Most of us are all familiar with the typical DUI detection techniques—checkpoints and saturation patrols. After all, we hear about them on the news all the time. But what about the DUI stakeout? How about when a police officer parks right next to, or in the parking lot of, a bar? Is that actually a DUI detection tactic? And is it even legal? It certainly seems to be inherently unfair somehow. But in fact it is a legitimate, legal tactic for finding drunk drivers. And, as a former police officer, I must admit I used it many times.
How the DUI Stakeout Works
When I used the DUI stakeout it went something like this: I would park my car near, and in plain view of, a bar. I hoped that drivers going into the bar would see my fully-marked police car and NOT become impaired. I would also watch, and listen to, the drivers coming out of the club. I looked for any irregularity in balance or coordination and listened for any inappropriately loud or slurring of speech. Any sign of possible impairment was enough for me to follow that driver as they pulled away.
Then, I looked for any plausible legal reason for me to stop them. Perhaps the license plate lamp was out (my personal favorite), or maybe a busted taillight or expired tags. Once I stopped them, I would look for any evidence of alcohol use by the driver. An odor of alcohol from the driver was enough. Bloodshot eyes, slurred speech or fumbling with their wallet would also do. Then, it was on to field sobriety tests and often, a DUI arrest.
Legality of the DUI Stakeout
The DUI stakeout is frequently used by DUI detection officers throughout Orange County. The DUI stakeout is responsible for many DUI arrests and has been very controversial. But the legitimacy of the DUI stakeout was affirmed years ago by the United States Supreme Court. You see, this type of stop is called a “pretext stop”. The legal reason for the stop, (e.g. broken taillight), is just a pretext for what the officer really wants—to find evidence of another crime. In Whren v. United States (1996) 517 U.S. 806, the Supreme Court held that as long as there is a legal basis to support any stop, the officer’s true reason for making it doesn’t matter.
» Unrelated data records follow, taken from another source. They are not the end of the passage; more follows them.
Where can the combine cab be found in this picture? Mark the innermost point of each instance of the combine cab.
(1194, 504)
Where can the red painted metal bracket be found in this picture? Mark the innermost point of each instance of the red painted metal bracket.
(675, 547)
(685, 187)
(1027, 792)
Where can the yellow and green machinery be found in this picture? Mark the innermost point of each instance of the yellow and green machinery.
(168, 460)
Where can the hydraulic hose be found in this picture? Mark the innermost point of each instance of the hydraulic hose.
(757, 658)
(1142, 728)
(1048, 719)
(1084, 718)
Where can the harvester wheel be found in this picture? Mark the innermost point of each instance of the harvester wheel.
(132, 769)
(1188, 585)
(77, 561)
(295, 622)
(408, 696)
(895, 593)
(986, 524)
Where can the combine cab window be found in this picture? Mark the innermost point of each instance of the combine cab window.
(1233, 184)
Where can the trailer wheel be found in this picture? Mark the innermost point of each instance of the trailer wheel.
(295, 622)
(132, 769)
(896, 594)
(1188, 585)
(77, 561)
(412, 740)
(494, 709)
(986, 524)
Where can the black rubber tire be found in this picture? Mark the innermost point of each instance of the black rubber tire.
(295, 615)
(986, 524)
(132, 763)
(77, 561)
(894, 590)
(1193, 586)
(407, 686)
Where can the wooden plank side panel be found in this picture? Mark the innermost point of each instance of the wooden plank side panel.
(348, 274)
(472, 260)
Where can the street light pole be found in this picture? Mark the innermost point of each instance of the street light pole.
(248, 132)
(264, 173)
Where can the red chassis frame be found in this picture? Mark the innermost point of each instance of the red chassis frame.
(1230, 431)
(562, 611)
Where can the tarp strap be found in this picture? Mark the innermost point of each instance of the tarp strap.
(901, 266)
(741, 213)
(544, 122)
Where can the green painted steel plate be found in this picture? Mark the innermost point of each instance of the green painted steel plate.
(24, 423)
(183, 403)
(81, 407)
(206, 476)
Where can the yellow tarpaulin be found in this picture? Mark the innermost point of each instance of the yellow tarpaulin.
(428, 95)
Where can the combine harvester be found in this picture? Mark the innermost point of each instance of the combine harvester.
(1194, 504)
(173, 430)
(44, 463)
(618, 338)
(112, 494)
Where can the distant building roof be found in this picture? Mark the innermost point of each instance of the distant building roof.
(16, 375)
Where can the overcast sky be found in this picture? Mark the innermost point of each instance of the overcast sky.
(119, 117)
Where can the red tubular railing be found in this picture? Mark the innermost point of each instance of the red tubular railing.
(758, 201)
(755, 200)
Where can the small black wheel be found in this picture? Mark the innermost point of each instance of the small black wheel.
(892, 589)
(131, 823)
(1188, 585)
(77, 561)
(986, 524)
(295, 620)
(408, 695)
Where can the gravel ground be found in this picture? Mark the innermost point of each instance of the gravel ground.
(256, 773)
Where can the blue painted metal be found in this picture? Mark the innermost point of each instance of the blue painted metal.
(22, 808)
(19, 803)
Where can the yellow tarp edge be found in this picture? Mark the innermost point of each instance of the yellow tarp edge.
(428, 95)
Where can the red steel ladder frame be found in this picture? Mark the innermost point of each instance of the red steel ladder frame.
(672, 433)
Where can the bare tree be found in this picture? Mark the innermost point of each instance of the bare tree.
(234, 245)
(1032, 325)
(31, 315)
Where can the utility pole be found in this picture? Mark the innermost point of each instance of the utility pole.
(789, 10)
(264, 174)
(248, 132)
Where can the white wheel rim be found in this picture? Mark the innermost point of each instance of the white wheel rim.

Thus, the legality of the DUI stakeout, which relies on a pretext stop, was validated.
Your Rights During a Pretext Stop
Although an officer can stop you for any legal reason, they can only detain you for as long as it takes to address the legal reason. Unless the driver consents to a longer detention. For example, a driver stopped for a burned-out license plate lamp can only be held long enough to get a fix-it ticket. But if that driver agrees to do field sobriety tests or answer questions about what they drank or ate, then they have consented to a longer detention. You see, field sobriety tests and answering questions are completely voluntary. If, however, a driver politely declines to answer any questions or take any tests, the detention must end there. The cop must either let the driver go or make an arrest with very little evidence. This lack of evidence may make all the difference to the driver’s DUI lawyer in court.